Wednesday, February 3, 2016

Speak the Speech, I Pray You

I auditioned for Shakespeare last week.  It was OK.  I was less confident than I pretended to be, and that sunk the prepared solo read.

They told us callbacks would be choreography, and that didn't happen because of a large number of new auditionees, for which I am grateful.

Lots of kids, so my role, after not making too big a fool of myself on the text and pronunciation section, is just to make the kids look good.

Last week, that was improving a scene with guy who is probably actually two or three years graduated, but I put him down as a high school junior or senior.  Whoops.  He put the idea together and I directed the scene and tried to be the straight man, and picked up all the laughs.  Maybe because there's a room full of people who know me, but haven't seen me perform.

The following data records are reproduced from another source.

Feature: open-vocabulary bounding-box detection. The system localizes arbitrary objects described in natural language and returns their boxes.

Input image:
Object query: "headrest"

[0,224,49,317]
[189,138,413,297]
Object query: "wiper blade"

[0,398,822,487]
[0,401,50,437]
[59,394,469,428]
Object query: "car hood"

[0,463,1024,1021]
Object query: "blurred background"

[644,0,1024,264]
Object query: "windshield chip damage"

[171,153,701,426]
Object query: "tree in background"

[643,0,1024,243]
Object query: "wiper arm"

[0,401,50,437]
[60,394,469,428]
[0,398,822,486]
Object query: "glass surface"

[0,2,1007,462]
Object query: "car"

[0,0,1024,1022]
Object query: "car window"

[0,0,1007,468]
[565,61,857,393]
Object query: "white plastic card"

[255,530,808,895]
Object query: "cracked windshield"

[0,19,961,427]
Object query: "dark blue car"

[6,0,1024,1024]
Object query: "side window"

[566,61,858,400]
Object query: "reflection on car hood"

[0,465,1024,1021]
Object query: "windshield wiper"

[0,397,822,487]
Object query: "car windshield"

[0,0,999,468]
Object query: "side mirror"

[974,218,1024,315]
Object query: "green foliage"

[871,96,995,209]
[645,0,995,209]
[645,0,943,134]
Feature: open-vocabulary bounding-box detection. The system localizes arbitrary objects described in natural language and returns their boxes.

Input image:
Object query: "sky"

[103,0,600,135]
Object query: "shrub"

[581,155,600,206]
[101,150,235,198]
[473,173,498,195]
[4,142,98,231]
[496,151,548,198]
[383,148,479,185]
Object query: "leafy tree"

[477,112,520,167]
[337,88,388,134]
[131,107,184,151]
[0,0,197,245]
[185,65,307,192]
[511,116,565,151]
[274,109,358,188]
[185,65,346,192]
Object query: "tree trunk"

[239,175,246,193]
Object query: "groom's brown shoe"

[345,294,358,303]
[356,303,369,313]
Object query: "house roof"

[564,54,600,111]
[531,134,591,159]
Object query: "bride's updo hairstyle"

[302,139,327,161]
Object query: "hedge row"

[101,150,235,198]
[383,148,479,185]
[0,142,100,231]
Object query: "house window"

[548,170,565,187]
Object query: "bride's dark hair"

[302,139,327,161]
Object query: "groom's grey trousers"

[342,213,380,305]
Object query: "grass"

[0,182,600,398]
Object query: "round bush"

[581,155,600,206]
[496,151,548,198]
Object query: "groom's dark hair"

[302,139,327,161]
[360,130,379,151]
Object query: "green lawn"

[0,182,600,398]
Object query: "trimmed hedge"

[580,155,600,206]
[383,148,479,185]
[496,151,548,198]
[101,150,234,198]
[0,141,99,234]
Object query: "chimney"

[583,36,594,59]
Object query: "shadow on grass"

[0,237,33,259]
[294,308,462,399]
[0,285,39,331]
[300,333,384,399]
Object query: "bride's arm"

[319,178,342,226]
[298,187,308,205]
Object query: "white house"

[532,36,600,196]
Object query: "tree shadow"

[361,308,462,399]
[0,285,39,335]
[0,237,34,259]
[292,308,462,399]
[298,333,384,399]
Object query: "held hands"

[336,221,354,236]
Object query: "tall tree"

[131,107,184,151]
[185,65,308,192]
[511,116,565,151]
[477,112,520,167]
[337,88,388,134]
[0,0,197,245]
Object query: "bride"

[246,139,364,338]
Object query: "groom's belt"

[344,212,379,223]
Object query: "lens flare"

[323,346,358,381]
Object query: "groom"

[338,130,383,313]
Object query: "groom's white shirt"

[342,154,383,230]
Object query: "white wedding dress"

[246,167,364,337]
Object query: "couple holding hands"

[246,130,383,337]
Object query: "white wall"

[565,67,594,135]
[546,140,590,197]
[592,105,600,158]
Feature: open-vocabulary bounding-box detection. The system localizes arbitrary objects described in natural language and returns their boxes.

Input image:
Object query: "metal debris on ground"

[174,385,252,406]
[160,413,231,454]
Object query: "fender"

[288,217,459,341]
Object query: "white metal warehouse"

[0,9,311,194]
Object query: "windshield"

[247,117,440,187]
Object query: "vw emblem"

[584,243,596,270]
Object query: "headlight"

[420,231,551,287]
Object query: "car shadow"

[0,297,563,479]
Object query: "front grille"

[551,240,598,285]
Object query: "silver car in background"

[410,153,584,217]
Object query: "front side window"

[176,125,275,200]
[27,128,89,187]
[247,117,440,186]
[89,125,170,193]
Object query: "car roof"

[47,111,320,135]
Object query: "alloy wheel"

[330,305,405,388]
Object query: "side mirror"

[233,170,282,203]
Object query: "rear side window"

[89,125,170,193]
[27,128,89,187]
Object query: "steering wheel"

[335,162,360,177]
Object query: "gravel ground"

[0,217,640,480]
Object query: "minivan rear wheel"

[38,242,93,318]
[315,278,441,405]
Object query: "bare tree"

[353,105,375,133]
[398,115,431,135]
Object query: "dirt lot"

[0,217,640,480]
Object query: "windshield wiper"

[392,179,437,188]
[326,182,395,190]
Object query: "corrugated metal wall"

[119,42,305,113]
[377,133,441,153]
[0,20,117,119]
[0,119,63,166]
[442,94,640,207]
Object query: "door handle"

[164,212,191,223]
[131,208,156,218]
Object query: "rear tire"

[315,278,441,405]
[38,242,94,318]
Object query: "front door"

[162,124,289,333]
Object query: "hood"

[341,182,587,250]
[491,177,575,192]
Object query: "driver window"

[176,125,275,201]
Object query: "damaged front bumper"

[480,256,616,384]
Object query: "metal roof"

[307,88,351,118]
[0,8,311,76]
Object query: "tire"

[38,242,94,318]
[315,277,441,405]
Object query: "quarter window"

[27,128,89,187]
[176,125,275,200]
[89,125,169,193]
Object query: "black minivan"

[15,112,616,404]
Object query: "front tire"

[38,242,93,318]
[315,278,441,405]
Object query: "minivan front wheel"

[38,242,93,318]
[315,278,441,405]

This week for callbacks, high school senior.  Same thing, she presented the idea and I blocked and directed it, but she wanted to be the straight man.  We got a shit-tonne of applause for that, because we had, you know, character beats and goals and stuff.  It was successful.

Callbacks were interesting.  He wasn't looking for an ensemble, he was looking for versatility in his actors, which means he didn't get that information from the audition.  I can tell him why; he keeps saying the show isn't about the text or the poetry, it's about the story.  So, dude, it's ENTIRELY about the text and the poetry.  That's why you do close reading.  But he set out the monologues intended to catch an actor; all of them required research to do correctly.  If you wanted to see what an actor can do, and you don't care about text but about story, you want to see them make choices, and because they're largely middle and high school kids, you have to give them the framework to make choices within.  You've got to set the challenge and let them blow you away.

My high schoolers have taught me that if I want to see them work, I don't watch them audition, I watch them watch the audition.  I watch them play games and warm up before auditions.  That process is way more valuable to me as a director than having them stand up and confirm for me that, yes, they are high school actors.  I know that already.  I know what the challenges are, and I can teach any of them to act.  It's harder to teach them to focus in rehearsal, and care about what's going on, and not to be afraid.  

I do better the less I care.  Which isn't accurate.  I do better when I feel confident about my abilities.  Not about my work, but about the playing ground I walk in on.  When I figured out I was going to get to play around and try to make other people look successful, I thought, "good, I'm a director, I devise theatre, I can direct someone in such a way as to make it look collaborative, and it's in messing around with Shakespeare text, this is the role I was born to play no matter how they cast me."  

There's a role I don't want.  Actually, there are several roles I don't want- the ones due to me by my age and gender.  I'll acknowledge that's weird, especially when the roles for the opposite gender aren't really any much better, but I think there's more chances I'd get to do some stage combat if I go opposite gender.

I am a better performer than I think I am.  I think.